El objetivo es formar una lista cívica, al margen de los partidos, que pueda convertirse en la marca blanca de la Asamblea. Por estatutos la ANC no puede concurrir como tal en las elecciones, pero no sería la primera vez que apoyara a una candidatura «independiente». Ya lo hizo en las últimas elecciones municipales con Primarias, una lista que no consiguió entrar en el Ayuntamiento de Barcelona, pero fue señalada como la responsable de que también se quedara fuera la CUP.

Esa experiencia no ha desanimado a los impulsores de Acuerdo por la Independencia. Entre ellos, la patronal independentista Anem per Feina, el grupo escindido de la ANC Donec Perficiam, Unitat per la Independència y NetInformació.

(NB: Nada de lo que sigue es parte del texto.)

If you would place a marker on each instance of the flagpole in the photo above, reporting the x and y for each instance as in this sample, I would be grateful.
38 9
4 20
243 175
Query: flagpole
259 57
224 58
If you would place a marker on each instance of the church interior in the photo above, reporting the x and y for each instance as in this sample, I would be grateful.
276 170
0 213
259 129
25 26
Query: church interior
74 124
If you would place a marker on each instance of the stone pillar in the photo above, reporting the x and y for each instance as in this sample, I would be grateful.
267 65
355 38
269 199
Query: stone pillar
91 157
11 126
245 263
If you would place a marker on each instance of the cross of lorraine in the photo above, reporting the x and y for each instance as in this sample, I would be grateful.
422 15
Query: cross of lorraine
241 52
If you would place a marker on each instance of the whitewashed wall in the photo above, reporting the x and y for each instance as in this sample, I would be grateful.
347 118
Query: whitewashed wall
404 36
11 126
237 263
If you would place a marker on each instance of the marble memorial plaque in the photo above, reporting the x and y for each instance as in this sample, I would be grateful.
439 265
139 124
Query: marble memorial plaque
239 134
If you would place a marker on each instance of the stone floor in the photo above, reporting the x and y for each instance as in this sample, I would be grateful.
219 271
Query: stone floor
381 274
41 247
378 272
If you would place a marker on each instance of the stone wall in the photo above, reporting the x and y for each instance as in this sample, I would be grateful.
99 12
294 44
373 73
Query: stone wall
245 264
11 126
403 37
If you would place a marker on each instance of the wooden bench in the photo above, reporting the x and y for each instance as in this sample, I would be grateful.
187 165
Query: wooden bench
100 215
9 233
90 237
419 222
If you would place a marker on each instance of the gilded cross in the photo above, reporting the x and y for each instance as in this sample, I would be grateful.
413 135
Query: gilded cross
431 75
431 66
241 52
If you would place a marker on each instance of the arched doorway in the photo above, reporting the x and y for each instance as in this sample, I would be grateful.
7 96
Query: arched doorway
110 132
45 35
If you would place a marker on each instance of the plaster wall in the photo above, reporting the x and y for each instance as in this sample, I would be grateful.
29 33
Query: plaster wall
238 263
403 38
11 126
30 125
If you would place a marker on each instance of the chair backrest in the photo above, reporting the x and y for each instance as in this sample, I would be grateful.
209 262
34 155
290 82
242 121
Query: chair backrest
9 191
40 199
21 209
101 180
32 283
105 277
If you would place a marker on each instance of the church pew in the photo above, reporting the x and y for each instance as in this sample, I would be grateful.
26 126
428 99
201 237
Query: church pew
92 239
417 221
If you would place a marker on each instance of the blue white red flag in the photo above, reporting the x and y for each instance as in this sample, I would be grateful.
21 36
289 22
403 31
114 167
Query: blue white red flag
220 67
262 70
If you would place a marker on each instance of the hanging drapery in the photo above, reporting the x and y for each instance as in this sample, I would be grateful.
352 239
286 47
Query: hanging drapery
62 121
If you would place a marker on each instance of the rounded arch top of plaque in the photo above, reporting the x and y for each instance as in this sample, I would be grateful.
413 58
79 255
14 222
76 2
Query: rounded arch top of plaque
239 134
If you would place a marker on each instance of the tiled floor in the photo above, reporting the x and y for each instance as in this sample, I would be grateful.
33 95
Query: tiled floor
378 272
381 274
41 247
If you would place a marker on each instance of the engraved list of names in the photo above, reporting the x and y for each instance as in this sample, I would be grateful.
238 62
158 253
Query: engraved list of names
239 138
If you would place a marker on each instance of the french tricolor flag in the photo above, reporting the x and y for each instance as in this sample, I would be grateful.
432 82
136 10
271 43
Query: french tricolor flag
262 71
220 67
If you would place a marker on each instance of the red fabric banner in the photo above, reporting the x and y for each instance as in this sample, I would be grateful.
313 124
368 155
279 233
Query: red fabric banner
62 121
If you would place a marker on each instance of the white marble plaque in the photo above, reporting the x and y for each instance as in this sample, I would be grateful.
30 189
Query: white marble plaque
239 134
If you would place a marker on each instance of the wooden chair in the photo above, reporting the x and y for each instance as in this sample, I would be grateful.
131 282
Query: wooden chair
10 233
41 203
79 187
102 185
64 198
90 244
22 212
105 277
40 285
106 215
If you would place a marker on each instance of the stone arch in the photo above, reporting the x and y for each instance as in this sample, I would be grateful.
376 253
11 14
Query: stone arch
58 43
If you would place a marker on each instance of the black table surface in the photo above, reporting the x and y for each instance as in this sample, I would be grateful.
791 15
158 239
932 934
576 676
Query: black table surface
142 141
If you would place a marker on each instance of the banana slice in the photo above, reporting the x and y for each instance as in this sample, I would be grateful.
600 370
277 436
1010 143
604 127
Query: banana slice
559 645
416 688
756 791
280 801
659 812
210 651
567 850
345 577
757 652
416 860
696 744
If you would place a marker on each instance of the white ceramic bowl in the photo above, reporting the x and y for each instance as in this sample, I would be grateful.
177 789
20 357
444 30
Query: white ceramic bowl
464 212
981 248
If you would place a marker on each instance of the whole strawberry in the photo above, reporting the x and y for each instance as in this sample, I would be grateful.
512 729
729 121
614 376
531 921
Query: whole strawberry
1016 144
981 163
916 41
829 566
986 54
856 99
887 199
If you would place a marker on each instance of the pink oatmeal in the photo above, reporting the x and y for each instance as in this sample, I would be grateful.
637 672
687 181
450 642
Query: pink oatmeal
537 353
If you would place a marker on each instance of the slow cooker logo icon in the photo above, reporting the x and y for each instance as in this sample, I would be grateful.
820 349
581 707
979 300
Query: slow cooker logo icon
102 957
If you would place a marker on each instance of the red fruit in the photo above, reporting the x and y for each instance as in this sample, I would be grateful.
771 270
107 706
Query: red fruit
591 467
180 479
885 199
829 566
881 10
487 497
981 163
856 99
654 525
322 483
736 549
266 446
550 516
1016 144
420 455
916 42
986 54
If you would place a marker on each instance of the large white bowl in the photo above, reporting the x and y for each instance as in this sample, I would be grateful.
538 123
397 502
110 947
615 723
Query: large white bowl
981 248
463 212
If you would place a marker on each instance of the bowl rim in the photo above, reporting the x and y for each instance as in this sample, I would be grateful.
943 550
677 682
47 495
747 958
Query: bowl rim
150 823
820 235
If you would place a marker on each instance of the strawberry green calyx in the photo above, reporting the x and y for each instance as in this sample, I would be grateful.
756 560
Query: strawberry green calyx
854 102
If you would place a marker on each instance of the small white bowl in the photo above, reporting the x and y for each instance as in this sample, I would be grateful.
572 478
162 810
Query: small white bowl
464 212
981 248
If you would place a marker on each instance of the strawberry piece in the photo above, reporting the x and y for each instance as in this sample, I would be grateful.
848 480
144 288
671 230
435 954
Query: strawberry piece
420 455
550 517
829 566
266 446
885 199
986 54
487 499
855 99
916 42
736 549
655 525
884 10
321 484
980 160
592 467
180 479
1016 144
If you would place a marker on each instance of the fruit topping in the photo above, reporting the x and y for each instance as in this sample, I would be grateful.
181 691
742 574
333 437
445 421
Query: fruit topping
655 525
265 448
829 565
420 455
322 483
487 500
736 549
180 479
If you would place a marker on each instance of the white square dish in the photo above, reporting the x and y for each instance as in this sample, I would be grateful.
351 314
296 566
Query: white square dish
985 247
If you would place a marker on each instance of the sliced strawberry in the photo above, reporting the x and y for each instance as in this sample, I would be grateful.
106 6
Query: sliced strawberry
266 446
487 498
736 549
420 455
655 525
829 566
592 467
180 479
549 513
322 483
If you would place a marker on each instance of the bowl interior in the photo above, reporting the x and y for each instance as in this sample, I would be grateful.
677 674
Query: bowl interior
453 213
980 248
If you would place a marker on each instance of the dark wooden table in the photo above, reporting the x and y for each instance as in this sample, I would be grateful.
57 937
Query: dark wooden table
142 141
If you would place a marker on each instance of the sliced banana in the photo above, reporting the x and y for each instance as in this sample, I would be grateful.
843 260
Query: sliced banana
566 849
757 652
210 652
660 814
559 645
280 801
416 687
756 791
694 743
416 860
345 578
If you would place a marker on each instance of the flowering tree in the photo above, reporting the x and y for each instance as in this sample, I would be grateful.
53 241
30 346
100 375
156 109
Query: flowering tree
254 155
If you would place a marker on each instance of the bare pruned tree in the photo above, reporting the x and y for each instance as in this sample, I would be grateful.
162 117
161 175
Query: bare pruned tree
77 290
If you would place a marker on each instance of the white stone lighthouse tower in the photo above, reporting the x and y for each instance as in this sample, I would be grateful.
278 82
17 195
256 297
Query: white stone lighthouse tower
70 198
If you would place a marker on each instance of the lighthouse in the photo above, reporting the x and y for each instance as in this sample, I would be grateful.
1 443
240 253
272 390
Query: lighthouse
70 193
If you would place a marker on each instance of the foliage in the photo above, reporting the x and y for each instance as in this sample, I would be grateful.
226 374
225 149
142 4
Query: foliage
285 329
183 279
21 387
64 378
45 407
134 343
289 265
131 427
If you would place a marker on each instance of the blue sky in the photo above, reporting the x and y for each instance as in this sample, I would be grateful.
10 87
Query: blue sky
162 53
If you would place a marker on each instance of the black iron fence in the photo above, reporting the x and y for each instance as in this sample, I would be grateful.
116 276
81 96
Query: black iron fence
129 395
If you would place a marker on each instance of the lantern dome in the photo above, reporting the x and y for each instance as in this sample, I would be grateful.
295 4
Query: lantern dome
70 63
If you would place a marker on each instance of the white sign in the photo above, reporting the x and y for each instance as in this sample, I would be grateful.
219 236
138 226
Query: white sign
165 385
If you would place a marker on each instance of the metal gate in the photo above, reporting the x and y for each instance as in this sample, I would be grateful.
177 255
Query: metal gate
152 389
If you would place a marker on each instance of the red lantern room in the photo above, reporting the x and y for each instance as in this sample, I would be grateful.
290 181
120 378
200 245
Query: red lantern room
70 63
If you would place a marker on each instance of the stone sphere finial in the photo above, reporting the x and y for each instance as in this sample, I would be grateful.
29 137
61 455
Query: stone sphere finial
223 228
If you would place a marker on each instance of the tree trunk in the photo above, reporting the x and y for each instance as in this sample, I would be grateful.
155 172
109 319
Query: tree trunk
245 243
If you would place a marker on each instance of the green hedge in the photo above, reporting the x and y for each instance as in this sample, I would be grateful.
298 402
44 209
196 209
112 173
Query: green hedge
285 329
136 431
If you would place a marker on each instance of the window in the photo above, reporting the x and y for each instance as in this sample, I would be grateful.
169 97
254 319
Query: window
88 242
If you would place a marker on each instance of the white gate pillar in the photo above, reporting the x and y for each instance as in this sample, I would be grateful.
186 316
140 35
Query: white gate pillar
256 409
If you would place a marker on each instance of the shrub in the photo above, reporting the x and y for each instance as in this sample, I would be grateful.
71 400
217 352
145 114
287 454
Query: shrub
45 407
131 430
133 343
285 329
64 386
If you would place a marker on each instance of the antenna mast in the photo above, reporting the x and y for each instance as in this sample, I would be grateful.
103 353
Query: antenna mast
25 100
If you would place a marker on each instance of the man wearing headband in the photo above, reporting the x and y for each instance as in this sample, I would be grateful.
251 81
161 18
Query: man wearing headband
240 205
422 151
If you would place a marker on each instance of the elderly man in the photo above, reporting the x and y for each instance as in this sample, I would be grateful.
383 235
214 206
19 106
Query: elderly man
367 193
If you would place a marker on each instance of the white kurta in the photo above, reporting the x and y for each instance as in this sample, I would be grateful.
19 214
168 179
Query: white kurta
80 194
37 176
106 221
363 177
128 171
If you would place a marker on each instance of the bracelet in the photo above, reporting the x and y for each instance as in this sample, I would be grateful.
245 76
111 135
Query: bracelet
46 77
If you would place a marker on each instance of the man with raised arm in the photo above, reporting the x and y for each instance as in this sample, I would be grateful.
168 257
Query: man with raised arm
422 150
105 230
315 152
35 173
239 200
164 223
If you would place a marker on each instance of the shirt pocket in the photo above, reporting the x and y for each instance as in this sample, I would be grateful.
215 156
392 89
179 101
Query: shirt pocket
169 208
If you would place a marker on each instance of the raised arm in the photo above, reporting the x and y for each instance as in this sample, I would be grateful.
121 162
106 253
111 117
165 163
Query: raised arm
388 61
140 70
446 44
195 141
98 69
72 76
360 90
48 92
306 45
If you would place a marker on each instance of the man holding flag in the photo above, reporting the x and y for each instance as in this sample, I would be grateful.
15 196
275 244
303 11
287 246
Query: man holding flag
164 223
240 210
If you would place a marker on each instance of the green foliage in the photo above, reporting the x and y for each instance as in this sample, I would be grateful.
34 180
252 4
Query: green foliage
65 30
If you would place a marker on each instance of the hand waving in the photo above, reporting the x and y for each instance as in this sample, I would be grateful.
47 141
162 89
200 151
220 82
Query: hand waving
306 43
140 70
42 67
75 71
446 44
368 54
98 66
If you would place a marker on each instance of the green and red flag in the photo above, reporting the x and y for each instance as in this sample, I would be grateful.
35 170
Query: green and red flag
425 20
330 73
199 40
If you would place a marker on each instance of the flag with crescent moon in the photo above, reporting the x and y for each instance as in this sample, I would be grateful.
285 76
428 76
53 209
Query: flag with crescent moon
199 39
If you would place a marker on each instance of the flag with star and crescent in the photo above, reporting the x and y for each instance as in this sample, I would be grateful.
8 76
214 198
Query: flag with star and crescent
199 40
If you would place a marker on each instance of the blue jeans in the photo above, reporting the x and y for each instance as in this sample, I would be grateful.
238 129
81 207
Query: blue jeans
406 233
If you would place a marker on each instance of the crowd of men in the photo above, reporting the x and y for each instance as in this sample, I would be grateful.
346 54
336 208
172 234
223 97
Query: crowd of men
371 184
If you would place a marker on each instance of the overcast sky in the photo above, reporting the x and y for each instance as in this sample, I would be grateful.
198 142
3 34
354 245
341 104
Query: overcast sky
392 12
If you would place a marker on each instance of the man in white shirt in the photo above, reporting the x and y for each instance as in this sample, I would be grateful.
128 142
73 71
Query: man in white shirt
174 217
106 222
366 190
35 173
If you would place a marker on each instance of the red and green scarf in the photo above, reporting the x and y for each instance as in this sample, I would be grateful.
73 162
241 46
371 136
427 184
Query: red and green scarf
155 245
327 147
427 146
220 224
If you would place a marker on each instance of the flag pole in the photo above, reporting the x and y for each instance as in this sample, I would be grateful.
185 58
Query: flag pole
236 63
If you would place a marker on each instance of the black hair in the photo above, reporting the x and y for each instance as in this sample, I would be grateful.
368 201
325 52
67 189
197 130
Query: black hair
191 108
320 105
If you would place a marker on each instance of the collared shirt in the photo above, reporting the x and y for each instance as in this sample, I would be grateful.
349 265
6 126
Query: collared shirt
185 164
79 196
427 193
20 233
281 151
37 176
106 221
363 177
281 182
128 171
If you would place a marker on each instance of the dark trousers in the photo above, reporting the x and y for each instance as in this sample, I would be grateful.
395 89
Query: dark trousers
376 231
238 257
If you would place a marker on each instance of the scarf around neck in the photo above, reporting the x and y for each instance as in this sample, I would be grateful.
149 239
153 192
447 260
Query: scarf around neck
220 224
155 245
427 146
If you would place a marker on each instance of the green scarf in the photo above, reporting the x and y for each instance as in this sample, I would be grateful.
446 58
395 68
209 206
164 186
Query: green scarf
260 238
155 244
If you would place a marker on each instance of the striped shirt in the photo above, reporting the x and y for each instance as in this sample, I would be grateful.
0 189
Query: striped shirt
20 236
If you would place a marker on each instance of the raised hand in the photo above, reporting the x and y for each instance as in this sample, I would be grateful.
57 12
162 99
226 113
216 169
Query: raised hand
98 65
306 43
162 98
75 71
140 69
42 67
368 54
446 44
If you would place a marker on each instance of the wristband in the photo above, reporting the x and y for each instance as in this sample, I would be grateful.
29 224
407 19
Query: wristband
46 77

La propia Dolors Feliu, presidenta de la ANC, amenazó en la pasada Diada con presentar una candidatura netamente independentista en las próximas elecciones.

Los impulsores del proyecto se justifican en la falta de liderazgo de los partidos independentistas para volver retar al Estado. Y defienden su voluntad de «desbancar definitivamente a una clase política que ha optado por velar por sus propios intereses», informa Mon.cat.